The first part of this dissertation is devoted to better capturing the input document’s global semantics for summarization. Transformer-based architecture is proven to be better at exploring the relationships among local tokens, but the semantic understanding at a higher level (e.g., sentences, topics) is usually under-explored. To address this challenge, this dissertation presents a novel framework that uses topics to guide language generation. Using latent topics, our model can preserve the global semantics and guide the generation of summaries, thereby improving the performance. This dissertation presents a joint learning framework to incorporate neural topic modeling into the seq2seq model. Our approach outperforms previous state-of-the-art models in both quantitative and human evaluation.

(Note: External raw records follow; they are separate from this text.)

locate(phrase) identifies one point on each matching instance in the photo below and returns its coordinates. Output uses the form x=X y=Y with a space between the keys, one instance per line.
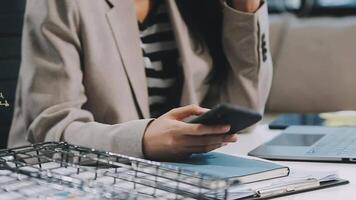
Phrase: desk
x=261 y=134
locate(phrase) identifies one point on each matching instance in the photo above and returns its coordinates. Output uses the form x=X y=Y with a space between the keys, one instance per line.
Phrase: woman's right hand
x=169 y=138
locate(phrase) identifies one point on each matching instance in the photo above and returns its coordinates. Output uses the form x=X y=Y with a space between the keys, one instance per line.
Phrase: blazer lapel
x=122 y=20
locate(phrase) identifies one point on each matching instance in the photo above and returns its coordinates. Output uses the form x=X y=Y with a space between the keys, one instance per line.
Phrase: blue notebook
x=235 y=168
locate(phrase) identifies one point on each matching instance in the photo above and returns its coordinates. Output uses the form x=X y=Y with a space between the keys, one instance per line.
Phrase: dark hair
x=204 y=20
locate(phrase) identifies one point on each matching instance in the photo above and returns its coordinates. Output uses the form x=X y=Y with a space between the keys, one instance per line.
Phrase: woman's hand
x=245 y=5
x=169 y=138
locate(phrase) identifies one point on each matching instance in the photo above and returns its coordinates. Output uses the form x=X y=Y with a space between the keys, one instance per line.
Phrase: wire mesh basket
x=62 y=171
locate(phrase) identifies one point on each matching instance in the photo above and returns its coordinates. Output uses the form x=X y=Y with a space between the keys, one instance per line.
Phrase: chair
x=11 y=20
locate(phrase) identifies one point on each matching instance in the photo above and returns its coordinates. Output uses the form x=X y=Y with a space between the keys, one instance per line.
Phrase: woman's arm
x=246 y=46
x=51 y=95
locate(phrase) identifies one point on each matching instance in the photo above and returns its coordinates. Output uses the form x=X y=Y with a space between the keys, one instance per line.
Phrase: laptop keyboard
x=343 y=145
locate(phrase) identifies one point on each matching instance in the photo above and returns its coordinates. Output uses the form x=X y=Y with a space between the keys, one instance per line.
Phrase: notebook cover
x=224 y=166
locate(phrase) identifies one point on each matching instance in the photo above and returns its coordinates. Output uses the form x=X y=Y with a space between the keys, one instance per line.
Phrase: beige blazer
x=82 y=77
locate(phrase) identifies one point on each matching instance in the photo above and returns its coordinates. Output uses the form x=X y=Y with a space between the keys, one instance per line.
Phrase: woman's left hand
x=246 y=5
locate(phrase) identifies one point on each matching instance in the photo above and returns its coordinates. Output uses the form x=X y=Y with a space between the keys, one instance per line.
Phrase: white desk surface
x=261 y=134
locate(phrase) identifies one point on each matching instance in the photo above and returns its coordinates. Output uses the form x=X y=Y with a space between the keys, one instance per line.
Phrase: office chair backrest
x=11 y=20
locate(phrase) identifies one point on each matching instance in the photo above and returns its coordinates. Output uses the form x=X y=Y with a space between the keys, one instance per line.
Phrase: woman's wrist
x=245 y=5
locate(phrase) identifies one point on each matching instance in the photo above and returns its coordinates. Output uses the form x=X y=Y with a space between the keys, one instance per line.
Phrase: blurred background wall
x=313 y=43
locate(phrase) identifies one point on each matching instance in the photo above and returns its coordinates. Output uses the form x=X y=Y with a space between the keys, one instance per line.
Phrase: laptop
x=311 y=143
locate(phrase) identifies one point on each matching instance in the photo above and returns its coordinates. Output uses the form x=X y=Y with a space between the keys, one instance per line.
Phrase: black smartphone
x=237 y=117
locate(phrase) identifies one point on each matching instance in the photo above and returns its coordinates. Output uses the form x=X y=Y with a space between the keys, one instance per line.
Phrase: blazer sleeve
x=246 y=46
x=51 y=93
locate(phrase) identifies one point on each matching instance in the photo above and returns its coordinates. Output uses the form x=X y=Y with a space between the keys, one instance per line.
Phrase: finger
x=186 y=111
x=200 y=129
x=203 y=149
x=231 y=138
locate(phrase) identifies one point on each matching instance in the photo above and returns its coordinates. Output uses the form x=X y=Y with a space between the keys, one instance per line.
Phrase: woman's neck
x=143 y=8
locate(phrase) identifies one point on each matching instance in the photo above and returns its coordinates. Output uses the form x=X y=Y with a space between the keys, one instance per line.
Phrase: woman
x=107 y=74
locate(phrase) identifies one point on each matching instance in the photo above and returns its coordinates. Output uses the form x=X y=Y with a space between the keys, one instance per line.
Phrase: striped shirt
x=164 y=74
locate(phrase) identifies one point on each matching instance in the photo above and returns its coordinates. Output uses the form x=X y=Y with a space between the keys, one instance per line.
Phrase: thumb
x=186 y=111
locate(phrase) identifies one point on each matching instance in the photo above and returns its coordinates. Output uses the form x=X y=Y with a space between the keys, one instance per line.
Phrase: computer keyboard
x=343 y=145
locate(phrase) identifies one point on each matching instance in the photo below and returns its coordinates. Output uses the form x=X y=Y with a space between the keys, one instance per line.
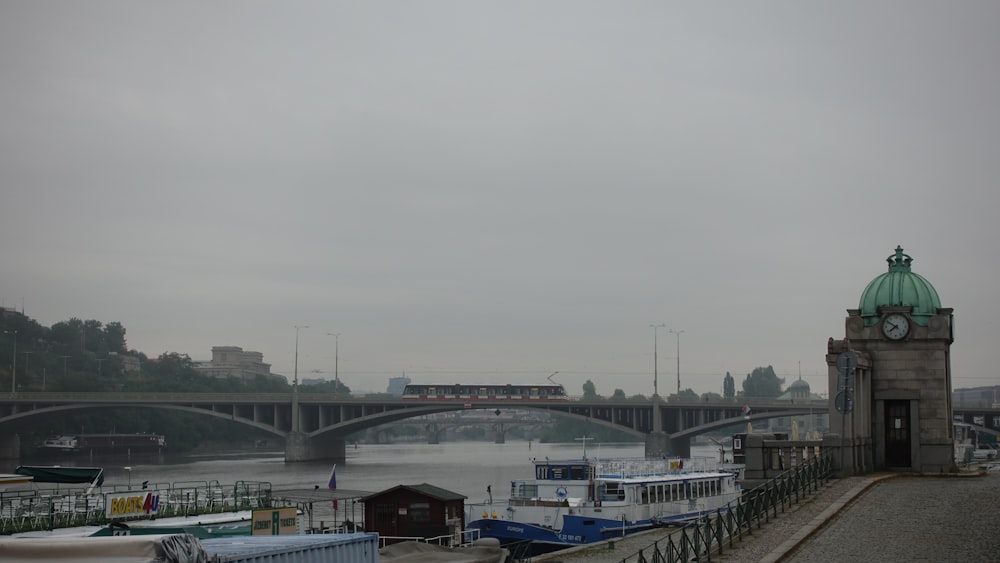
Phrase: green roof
x=899 y=287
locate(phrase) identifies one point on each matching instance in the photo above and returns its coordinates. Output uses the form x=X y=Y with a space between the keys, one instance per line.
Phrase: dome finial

The second part of this dissertation focuses on improving the denoising ability of a seq2seq model through fine-tuning. Deep neural networks are often brittle, especially when deployed in real-world systems since they are not robust to inevitable noises in data. This dissertation presents a framework for the seq2seq model to enhance its denoising ability. We incorporate self-supervised contrastive learning along with various sentence-level document augmentation. Experimental results show that our proposed model achieves state-of-the-art performance and is more robust to noises.
The last part of this dissertation introduces our participation in podcast summarization. As a new field of research, podcast summarization is challenging because the podcasts are usually conversational and colloquial. This dissertation proposes a framework for podcast summarization: we first present a baseline analysis to understand the unique challenges from the podcast and then introduce a two-stage generation pipeline. We first locate the most relevant content from the noisy transcript and then generate the summary based on the selected sentences. Evaluating by professional assessors, the generated summaries from our proposed approach successfully capture the key information and the main topics in the episode.
To summarize, this dissertation formulates a suite of Transformer-based seq2seq solutions to improve abstractive summarization. It presents a new framework to overcome the limitations of existing abstractive summarization models. The effectiveness of the proposed methods has been demonstrated on different datasets using highly competitive benchmarks. It also provides impactful research findings in abstractive summarization and language generation.